In fact, on Thursday they sent a letter to Attorney General Holder in support of a Freedom of Information Act request by the ACLU and The New York Times for information about the interpretation the government is using. The letter reads, in part:
We believe most Americans would be stunned to learn the details of how these secret court opinions have interpreted section 215 of the Patriot Act. As we see it, there is now a significant gap between what most Americans think the law allows and what the governmentsecretly claims the law allows. This is a problem, because it is impossible to have an informed public debate about what the law should say when the public doesn't know what its government thinks the law says.
The provision in question, Sec. 215, allows the government to gain access to records of citizens' activities being held by a third party. It gives the FBI the power to force doctors, libraries, bookstores, universities and internet service providers, for example, to turn over records on their clients or customers.

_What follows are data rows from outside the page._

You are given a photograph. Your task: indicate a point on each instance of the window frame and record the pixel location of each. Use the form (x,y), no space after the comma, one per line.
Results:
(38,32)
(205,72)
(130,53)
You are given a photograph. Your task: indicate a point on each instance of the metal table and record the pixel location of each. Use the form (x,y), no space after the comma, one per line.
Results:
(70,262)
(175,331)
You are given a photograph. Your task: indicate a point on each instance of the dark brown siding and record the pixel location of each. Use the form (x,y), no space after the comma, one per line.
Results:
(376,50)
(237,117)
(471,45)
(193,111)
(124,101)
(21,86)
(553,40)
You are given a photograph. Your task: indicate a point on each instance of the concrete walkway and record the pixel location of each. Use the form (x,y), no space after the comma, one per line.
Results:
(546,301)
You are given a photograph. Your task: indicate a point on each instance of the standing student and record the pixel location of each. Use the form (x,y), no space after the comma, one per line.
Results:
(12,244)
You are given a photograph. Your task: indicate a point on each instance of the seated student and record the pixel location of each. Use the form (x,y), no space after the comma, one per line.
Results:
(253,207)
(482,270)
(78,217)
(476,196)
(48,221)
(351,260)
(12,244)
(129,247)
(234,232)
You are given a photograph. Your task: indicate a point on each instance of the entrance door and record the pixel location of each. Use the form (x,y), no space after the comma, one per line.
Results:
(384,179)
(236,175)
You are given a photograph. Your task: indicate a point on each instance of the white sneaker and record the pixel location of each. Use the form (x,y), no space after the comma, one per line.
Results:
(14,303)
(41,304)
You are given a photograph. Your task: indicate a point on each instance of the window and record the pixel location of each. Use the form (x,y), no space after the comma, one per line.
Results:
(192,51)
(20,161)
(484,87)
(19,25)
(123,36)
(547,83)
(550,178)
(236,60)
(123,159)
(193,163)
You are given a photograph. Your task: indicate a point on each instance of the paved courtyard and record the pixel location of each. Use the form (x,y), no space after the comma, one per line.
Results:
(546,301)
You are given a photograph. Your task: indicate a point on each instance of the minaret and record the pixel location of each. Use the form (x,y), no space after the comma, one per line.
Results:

Coincidentally, also on Thursday, the government confirmed that it does indeed have a secret interpretation of Sec. 215, as Sens. Wyden and Udall have been arguing. That confirmation comes in a document release to the ACLU from their FOIA request, but doesn't yet enlighten on what exactly that interpretation—which the senators say will shock and enrage the public—says.
Although we're still reviewing the documents, we're not holding our breath for any meaningful explanation from the government about its secret take on the Patriot Act. We do know now that there are two memos from the Office of Legal Counsel (the same Justice Department group that issued the torture memos) relating to Section 215. But as has become a routine practice for the Justice Department, the OLC is keeping those memos entirely secret.
This secrecy is overbroad and unnecessary. Americans have a right to know how their government is interpreting public laws, especially when those laws give the government sweeping authority to collect more and more of our personal and private information.
While the administration is touting its
Consumer Privacy Bill of Rights for how
private companies should protect consumer information, the government apparently feels it should have complete access to that same information about American citizens.